Posted: 3 Jan 2018 23:55 EST Last activity: 5 Jan 2018 16:06 EST
Outbound Key store configuration for REST connect rules
In our project we are integrating with external systems using rest methods. External systems looking authentication and we have generated jks file and assoicated those in rest connector. Integration working fine. But as per WAS standards we are not suppose to associate certificates in pega this needs to be configured in cluster level. We have configured and removed from pega. But those certificates are not associating with rest message on service invocation.
Please suggest any body seen similar issue or pega is forcing certificates needs to associate in pega or do we need install any hotfix.
Pega Platform 7.2 has a bug where connectors won't properly use the WAS level keystores. Create an SR through the normal channel and ask for HFix-40010. This should fix the issue. Note that the hotfix requires a restart of Pega to take effect.
including the certificates as part of the keystores in Pega reduces dependency on the Infrastructure team who has to configure and deploy the same in every environment.And to your question, do you mean that you are unable to connect to the service after configuring the certificates in WAS?
I hope your understanding here is incorrect.Keystores are data instances in Pega and a change would be easier if required( although thats not an usual case with certificates, because certificates are not usually created to expire in a month or so).When you have certificate included as part of your keystore, you don't have to configure the same certificate at WAS. Its incorrect.

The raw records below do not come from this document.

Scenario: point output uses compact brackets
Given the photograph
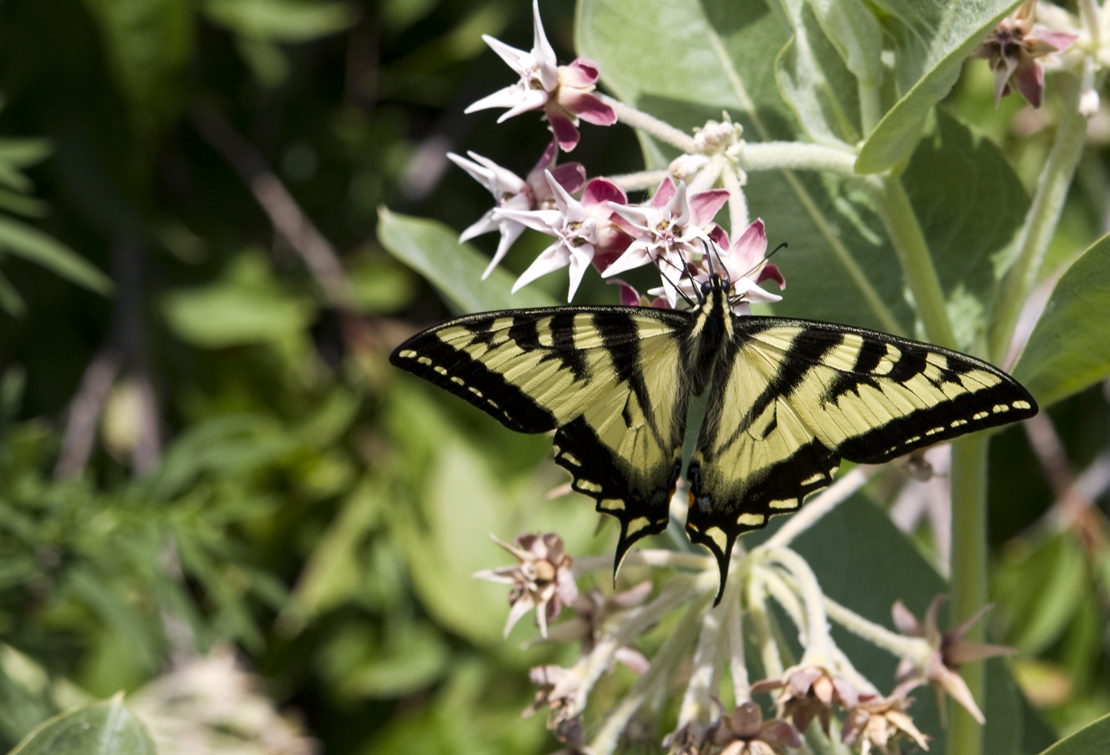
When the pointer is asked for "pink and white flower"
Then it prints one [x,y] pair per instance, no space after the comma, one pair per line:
[563,92]
[672,232]
[584,231]
[512,192]
[746,267]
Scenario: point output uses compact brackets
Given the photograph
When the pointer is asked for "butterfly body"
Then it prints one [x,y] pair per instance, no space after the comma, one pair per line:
[786,401]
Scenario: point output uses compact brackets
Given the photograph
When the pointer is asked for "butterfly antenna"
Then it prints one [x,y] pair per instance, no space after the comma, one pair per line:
[766,258]
[668,280]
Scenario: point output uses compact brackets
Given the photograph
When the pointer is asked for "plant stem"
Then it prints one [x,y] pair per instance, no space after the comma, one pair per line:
[870,107]
[797,155]
[1040,223]
[969,575]
[916,262]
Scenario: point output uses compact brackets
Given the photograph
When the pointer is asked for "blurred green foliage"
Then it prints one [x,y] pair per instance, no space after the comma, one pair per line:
[305,503]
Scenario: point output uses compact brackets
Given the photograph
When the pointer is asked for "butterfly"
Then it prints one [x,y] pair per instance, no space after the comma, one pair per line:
[786,400]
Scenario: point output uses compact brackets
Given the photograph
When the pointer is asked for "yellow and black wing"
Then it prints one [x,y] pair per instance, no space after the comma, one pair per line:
[608,379]
[790,399]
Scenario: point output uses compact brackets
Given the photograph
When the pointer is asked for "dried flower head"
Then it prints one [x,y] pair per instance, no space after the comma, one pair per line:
[950,652]
[541,579]
[877,722]
[808,693]
[1013,49]
[744,732]
[563,693]
[563,92]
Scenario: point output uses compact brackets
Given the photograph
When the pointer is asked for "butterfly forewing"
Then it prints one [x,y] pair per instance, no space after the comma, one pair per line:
[791,398]
[608,378]
[787,400]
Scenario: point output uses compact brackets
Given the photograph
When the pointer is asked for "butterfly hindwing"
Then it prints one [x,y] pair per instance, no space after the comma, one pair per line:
[791,398]
[606,378]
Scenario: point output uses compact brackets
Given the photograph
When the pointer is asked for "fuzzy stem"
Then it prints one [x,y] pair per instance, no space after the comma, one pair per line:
[641,181]
[918,270]
[798,155]
[817,625]
[1040,223]
[915,648]
[757,612]
[737,202]
[1089,14]
[697,702]
[662,670]
[649,124]
[969,575]
[646,557]
[823,504]
[742,685]
[870,107]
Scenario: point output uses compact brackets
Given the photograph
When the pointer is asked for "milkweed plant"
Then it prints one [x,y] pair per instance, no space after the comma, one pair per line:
[892,213]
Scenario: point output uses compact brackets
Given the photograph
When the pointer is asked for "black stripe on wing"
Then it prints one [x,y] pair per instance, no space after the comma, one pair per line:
[452,369]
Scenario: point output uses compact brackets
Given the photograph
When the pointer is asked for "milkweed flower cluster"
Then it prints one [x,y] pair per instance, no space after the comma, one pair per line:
[594,224]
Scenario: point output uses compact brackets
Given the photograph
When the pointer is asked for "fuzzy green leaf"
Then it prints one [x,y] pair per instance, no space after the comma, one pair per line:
[104,728]
[1093,740]
[932,39]
[433,250]
[1070,346]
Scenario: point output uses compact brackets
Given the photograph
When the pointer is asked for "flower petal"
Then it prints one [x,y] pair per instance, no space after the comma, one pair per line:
[581,73]
[518,60]
[566,134]
[705,205]
[1030,81]
[587,107]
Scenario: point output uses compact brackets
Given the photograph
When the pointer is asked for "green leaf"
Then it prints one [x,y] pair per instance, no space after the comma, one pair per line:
[1070,346]
[280,20]
[245,305]
[106,728]
[412,657]
[10,301]
[149,46]
[717,56]
[333,573]
[33,244]
[1093,740]
[463,505]
[969,203]
[433,250]
[815,81]
[381,285]
[931,40]
[1040,587]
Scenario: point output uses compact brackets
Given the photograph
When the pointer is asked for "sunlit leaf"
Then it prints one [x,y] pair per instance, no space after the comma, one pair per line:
[1070,346]
[433,250]
[149,43]
[245,306]
[1093,740]
[931,39]
[107,728]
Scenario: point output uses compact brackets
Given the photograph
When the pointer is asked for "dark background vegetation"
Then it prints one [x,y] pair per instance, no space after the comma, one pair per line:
[256,475]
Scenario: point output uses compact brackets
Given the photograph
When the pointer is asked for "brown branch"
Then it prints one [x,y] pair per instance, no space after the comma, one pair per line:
[1073,506]
[284,213]
[84,410]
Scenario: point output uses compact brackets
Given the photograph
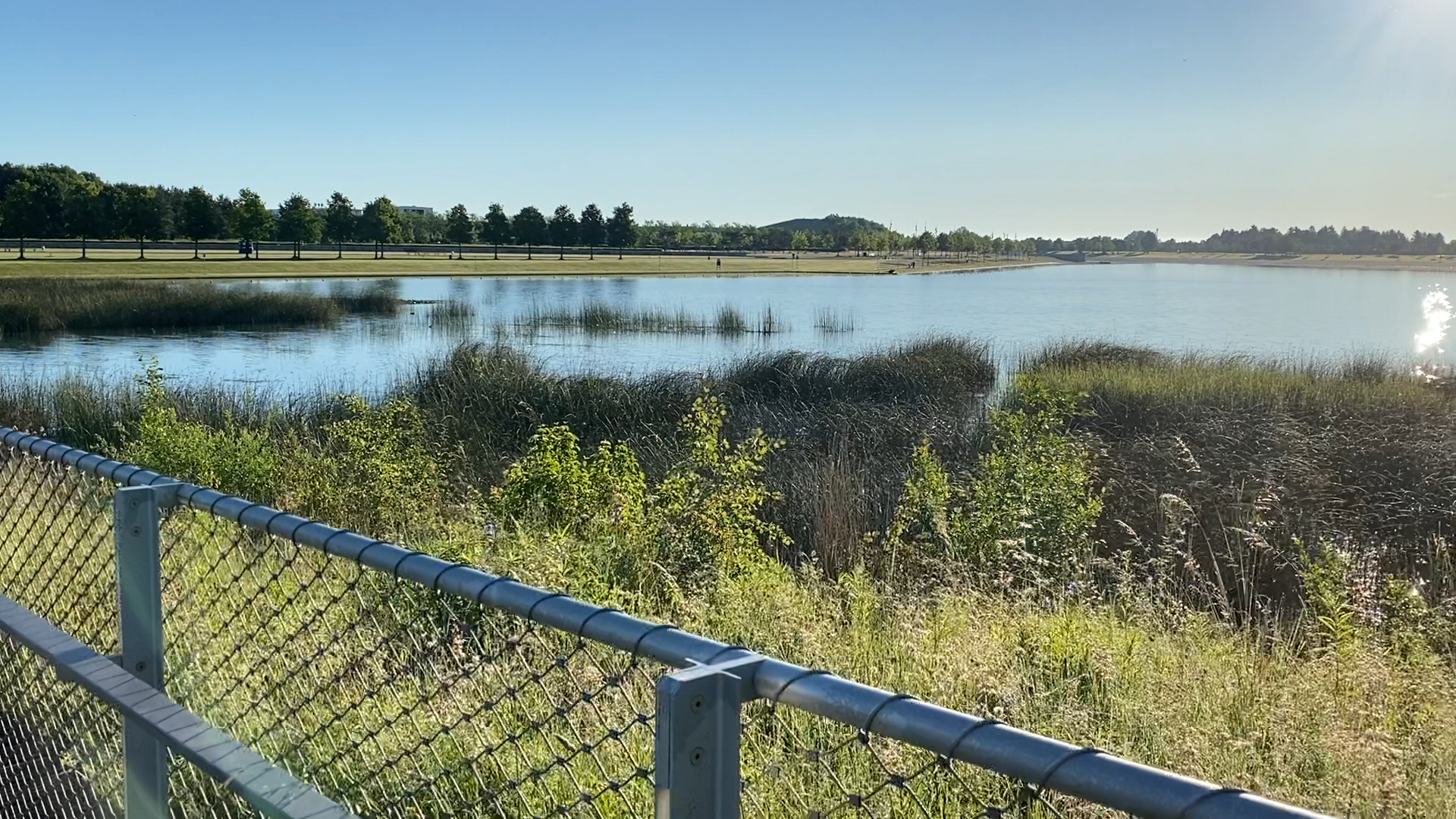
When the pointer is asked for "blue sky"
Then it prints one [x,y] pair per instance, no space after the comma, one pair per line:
[1021,118]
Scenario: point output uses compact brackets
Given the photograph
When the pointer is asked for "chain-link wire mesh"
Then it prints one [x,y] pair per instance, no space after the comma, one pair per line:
[60,748]
[799,764]
[402,701]
[398,700]
[57,550]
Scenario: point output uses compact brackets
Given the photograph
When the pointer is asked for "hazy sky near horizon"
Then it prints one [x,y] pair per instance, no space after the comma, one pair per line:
[1024,118]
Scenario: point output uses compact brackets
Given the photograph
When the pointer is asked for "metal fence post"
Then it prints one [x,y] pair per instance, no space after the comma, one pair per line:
[698,730]
[137,522]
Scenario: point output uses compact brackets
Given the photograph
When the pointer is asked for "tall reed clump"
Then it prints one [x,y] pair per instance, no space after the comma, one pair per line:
[848,425]
[1228,477]
[46,305]
[989,585]
[601,316]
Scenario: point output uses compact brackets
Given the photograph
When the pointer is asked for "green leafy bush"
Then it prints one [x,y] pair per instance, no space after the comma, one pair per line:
[708,510]
[554,484]
[373,469]
[232,460]
[1031,506]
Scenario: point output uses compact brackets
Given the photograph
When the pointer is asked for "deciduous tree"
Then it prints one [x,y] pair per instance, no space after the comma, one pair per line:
[142,216]
[382,223]
[338,221]
[620,228]
[529,228]
[297,221]
[495,228]
[459,226]
[593,228]
[564,229]
[201,219]
[251,218]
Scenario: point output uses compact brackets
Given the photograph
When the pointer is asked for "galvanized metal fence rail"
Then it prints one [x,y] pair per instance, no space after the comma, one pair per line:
[406,686]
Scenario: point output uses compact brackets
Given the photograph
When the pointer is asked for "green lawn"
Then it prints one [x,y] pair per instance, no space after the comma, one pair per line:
[180,264]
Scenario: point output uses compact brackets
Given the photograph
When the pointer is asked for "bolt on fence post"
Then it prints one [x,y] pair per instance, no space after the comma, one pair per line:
[698,730]
[137,522]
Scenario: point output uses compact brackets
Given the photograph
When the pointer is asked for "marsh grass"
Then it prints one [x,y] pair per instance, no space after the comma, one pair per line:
[403,703]
[408,704]
[829,319]
[601,318]
[1242,468]
[47,305]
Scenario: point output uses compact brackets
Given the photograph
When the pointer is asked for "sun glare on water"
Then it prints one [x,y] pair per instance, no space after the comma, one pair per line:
[1436,309]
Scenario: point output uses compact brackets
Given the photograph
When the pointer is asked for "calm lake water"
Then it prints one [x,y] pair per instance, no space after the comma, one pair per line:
[1213,308]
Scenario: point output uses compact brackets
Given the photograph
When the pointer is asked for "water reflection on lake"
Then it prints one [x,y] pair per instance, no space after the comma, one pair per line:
[1245,309]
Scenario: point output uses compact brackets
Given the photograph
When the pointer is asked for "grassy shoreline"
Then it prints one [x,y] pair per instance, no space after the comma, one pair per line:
[50,305]
[1228,567]
[1327,261]
[363,267]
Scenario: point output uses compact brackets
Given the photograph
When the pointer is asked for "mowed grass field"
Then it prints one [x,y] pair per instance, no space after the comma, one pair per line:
[223,264]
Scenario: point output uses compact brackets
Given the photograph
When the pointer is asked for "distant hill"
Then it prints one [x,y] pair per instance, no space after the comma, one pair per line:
[832,223]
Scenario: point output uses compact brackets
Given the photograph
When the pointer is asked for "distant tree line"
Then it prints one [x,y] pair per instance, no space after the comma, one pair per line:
[55,202]
[1348,241]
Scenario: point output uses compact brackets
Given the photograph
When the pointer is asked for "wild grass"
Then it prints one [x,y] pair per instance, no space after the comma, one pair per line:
[47,305]
[453,314]
[1178,646]
[402,704]
[1232,469]
[829,319]
[601,316]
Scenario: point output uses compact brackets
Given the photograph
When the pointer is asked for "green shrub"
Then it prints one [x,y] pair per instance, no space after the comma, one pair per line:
[708,510]
[555,485]
[922,526]
[232,460]
[373,469]
[1031,506]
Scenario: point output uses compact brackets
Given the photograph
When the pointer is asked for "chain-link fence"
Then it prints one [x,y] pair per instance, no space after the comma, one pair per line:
[402,686]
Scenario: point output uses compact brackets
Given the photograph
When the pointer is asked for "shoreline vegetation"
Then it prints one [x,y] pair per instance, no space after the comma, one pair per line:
[52,305]
[1436,262]
[603,318]
[444,262]
[1231,567]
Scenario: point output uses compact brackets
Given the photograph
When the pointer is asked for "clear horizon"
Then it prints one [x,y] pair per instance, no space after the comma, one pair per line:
[1044,120]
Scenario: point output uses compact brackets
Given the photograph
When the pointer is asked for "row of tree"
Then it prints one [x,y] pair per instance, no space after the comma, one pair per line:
[52,202]
[1348,241]
[55,202]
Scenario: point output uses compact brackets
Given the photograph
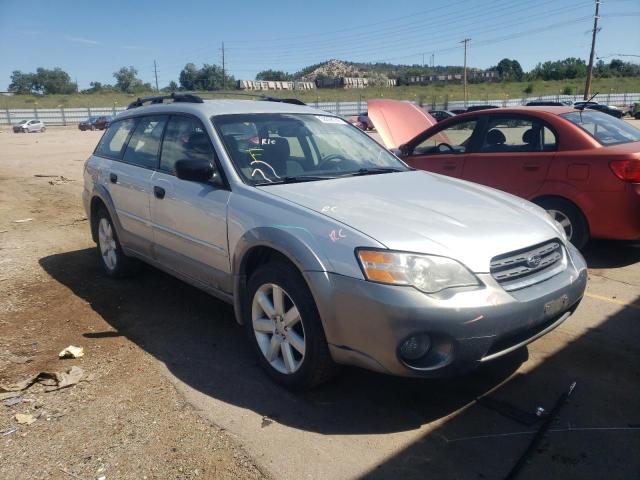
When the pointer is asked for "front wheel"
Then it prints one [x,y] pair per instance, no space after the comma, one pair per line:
[284,327]
[569,217]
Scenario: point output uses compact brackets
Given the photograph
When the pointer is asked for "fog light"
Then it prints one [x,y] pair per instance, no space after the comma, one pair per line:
[415,347]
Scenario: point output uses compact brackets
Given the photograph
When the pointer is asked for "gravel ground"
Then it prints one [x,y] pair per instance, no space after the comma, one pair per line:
[124,419]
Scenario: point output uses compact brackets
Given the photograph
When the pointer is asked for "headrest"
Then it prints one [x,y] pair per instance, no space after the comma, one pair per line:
[495,137]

Make use of Java keytool to add the certificate as part of the application or Enterprise keystore that you may have already (or you can create a new keystore too)
I aware of difference b/n keystore and certs for easy understanding I mentioned certs. Actually we have added keystore(.jks) in Pega provided by WAS team. But now WAS team suggesting do not include any keystore in Pega and Keystore should be part of cluster itself and should get those from cluster path and associate with outbound message.
WAS team done some configuration for this but this keystore values are not associating with outbound message. So I have heard Pega product has some issue and looking for solution.